Q: I know that the Pennsylvania Emergency Broadcast System test is conducted once a week, but why isn’t it on all the channels at the same time? It seems like I’m seeing the test every day on different channels.
— KAREN, PITTSBURGH
Rob: I contacted a state spokesman to clarify the bureaucratese I found online but never received a response. But I was able to confirm what I suspected is accurate through WTAE director of engineering Dave Kasperek.
While stations are required to do a weekly test, it does not appear that the test has to be conducted at exactly the same time.
A monthly test, however, does have a specific transmission time, but it only has to be retransmitted within 60 minutes of when the monthly test signal is received by each station, so even that test may go out on different stations at different times.

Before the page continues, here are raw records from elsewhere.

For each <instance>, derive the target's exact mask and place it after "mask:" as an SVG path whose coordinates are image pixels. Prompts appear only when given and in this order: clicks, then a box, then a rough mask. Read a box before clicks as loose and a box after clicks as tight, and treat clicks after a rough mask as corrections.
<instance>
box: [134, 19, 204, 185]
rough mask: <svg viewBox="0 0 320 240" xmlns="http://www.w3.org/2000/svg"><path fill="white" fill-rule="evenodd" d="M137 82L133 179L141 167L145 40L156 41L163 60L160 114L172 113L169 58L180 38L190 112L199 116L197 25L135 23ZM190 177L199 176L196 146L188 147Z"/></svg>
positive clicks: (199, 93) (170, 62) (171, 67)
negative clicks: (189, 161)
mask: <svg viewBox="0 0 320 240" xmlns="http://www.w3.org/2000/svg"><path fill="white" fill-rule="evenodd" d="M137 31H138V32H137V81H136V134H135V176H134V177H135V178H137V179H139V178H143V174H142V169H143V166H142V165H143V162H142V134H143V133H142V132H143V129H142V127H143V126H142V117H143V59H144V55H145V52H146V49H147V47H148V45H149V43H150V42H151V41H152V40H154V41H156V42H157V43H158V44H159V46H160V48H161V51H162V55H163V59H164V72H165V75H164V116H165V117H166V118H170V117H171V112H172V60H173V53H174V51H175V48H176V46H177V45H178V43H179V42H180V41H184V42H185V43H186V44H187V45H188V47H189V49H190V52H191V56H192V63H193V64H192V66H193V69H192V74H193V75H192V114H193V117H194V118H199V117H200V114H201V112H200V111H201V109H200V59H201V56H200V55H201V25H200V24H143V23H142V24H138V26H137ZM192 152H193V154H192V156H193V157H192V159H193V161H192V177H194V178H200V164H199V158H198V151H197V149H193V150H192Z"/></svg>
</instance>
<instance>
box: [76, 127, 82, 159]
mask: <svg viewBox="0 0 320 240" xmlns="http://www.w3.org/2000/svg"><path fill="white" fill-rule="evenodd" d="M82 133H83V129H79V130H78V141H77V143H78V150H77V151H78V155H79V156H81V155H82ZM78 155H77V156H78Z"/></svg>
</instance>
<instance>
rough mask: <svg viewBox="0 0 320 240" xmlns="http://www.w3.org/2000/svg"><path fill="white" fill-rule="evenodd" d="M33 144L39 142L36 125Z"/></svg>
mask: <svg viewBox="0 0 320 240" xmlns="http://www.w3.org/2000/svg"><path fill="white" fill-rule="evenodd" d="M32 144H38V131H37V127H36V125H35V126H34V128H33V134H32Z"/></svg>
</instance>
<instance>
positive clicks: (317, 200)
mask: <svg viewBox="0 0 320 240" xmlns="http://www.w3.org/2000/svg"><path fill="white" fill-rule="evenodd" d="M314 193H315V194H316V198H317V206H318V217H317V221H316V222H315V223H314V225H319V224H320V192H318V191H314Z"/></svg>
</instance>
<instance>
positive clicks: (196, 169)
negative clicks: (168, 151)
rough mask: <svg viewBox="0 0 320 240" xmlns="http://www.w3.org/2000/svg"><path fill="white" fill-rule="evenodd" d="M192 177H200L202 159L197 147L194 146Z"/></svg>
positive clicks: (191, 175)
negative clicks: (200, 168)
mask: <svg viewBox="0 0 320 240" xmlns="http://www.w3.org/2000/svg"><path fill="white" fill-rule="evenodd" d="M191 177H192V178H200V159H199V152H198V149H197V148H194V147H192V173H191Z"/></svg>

Q: I have finally given up watching local news on all the Pittsburgh stations. Can you please tell me why we are bludgeoned with the weather forecasts three to four times during a 30-minute news cast? What happened to getting the forecast once, halfway through the newscast, unless a big storm was coming? Now the stations usually lead off the news program about the day’s up-and-coming weather and go into detail two or more times all the while having a crawl across the bottom with the weather in local communities, and if the news is on for an hour, it’s doubled.
Come on! Why the crawl? Isn’t the weather going to be the same in Coraopolis as it is Pittsburgh? I get the news and weather now either on the radio, my computer or in the newspaper with less angst.
— JOHN, AVALON
Rob: The reason there is so much weather coverage in local TV news is because ratings go up when weather coverage comes on during a newscast. Viewers collectively have only themselves to blame. And yet ratings for all forms of TV continue to decline for many reasons, but I suspect some of it may be attributable to the behavior John describes of abandoning TV in favor of other information sources.
Q: What is going on with “Hawaii Five-0”? Have watched it from the beginning, and it seems as though they are not using Scott Caan very much. In fact some weeks he is not even on the show. They seem to be using the actor from the police force more and more. I would like to see them go back to the original four characters.
— LU, MARS
Rob: I actually received and ran this question earlier this year, but the non-response from CBS Studios was unsatisfactory. So when I spotted Mr. Caan at a CBS party in August, I was able to get a response straight from him.
“I do five episodes less than [series star] Alex [O’Loughlin],” said Mr. Caan, who lives in Los Angeles while the show shoots in Hawaii. “I just do a couple episodes less so I can come home to see my family and stuff. They were cool about it, so we just all came to that.”